Sin ser consideradas alimentos[41], las frutas formaban parte del cardápio nacional de diversas formas: al natural, en la forma de dulces y en la de bebidas, alcoólicas o no[42], aunque el hábito de beber jugo sea traído por los portugueses, franceses y holandeses[20]. Muchas frutas fueron traídas por los portugueses como la jaca, la manga y el jambo el siglo XVIII y algunas brasileñas llevadas para otras colonias[42]. Las frutas acompañan los pratos salados, como la feijoada y las carnes, y preparados[43], influencia indígena y africana en la alimentación[44]. Algunas frutas se reservaban para la infancia[45] y muchas supersticiones envolvían el consumo de otras. Como el alimento no podía ser conservado por mucho tiempo al aire libre, los colonos desarrollaron dulces en compota y carnes secas y saladas. Actualmente, sin embargo, las frutas son consumidas en sobremesas, sorvetes y vitaminas.
En el Brasil, las comidas regionales son muy variadas de Estado para Estado, justamente por su gran extensión y su colonización, lo que da una variedad enorme de ingredientes y sabores. Esta diversidad está directamente conectada el origen de la población que habita cada estado. Por ejemplo, la culinária de la región de Salvador y Recôncavo baiano es ampliamente influenciada por los sabores africanos, pero también por los portugueses e indígenas.
Los hábitos alimentes varían de región para región en consonancia con la historia, tanto que es normal se desconozcan los quitutes de otras regiones. Así, en el litoral del Nordeste hay gran influencia africana en la culinária, con destaque para el acarajé, vatapá y salsa de pimenta; en el Norte hay una mayor influencia indígena, en el uso de la mandioca y de peces ; en el Sudeste hay pratos diversos como el feijão tropeiro y angu conectados a los bandeirantes , en Minas Generales, y la pizza en São Paulo, influencia de los inmigrantes; y en el Sur del país hay fuerte influencia de la culinária italiana, en pratos como la polenta y también de la culinária alemana. El churrasco es típico del Río Grande del Sur y del Mato Grueso.
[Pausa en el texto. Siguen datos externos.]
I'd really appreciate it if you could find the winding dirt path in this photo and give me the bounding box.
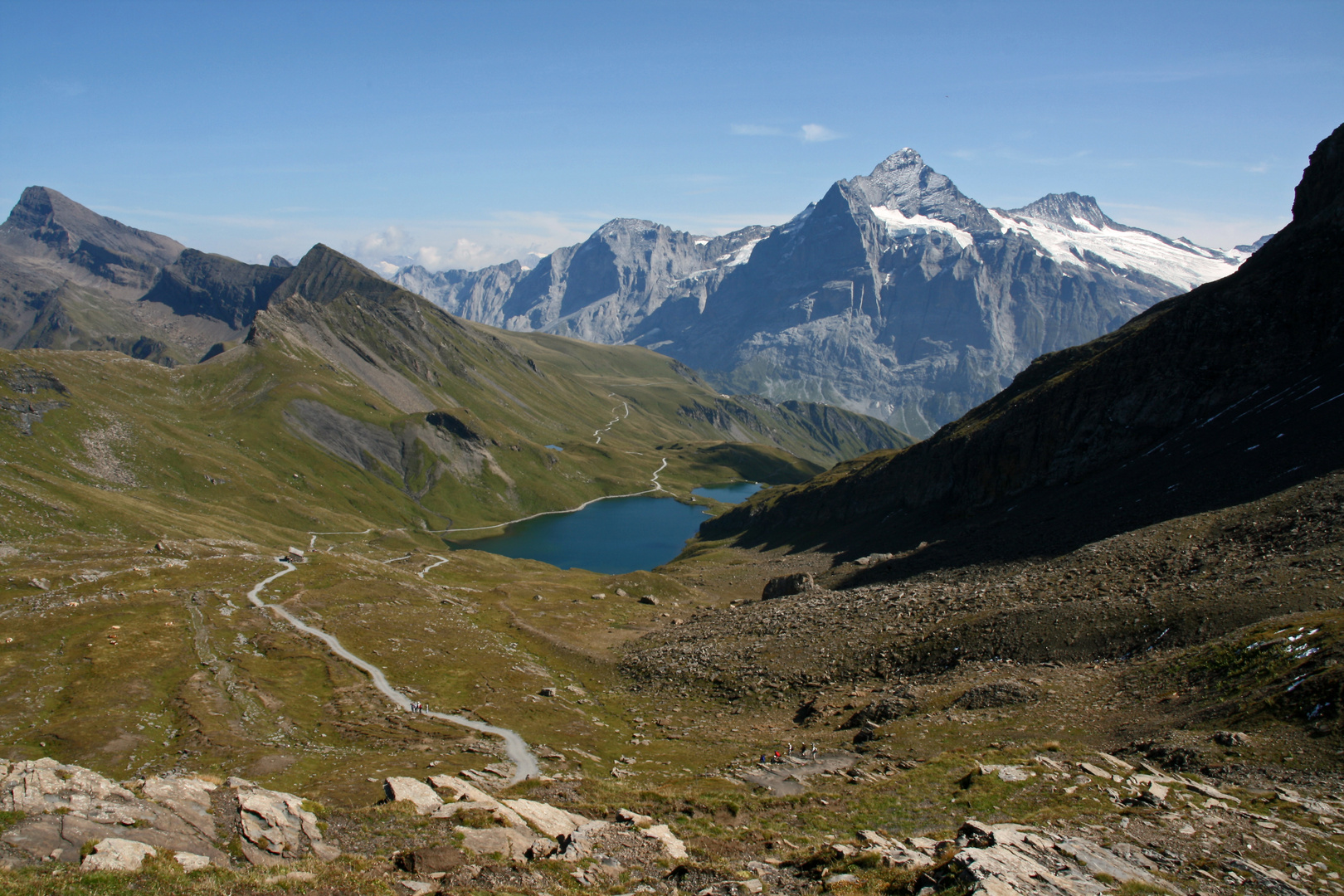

Los pratos del Norte del Brasil tienen mayor influencia de los ingredientes indígenas. Pratos conocidos incluyen el picadinho de jacaré (prato hecho con la carne del jacaré), el pirarucu de casaca, preparado con aceitunas, huevos y olor-verde, el tacacá, el açaí, el pato en el tucupi, prato consumido generalmente en la época del Círio de Nuestra Señora de Nazaré, y la maniçoba .
Ver también: Culinária del Pará
La culinária nordestina es fuertemente influenciada por la suyas condiciones geográficas y económicas al largo de la historia, así como por la antigua mezcla de las culturas portuguesa, indígena y africana, iniciada aún el siglo XVI. Las comidas casi siempre tienen como ingredientes productos vegetais, muchas veces cultivados por los indios desde muy antes de la colonización portuguesa, carnes de gado bovino y caprino , peces y frutos del mar, variando bastante de región para región, en consonancia con sus características peculiares.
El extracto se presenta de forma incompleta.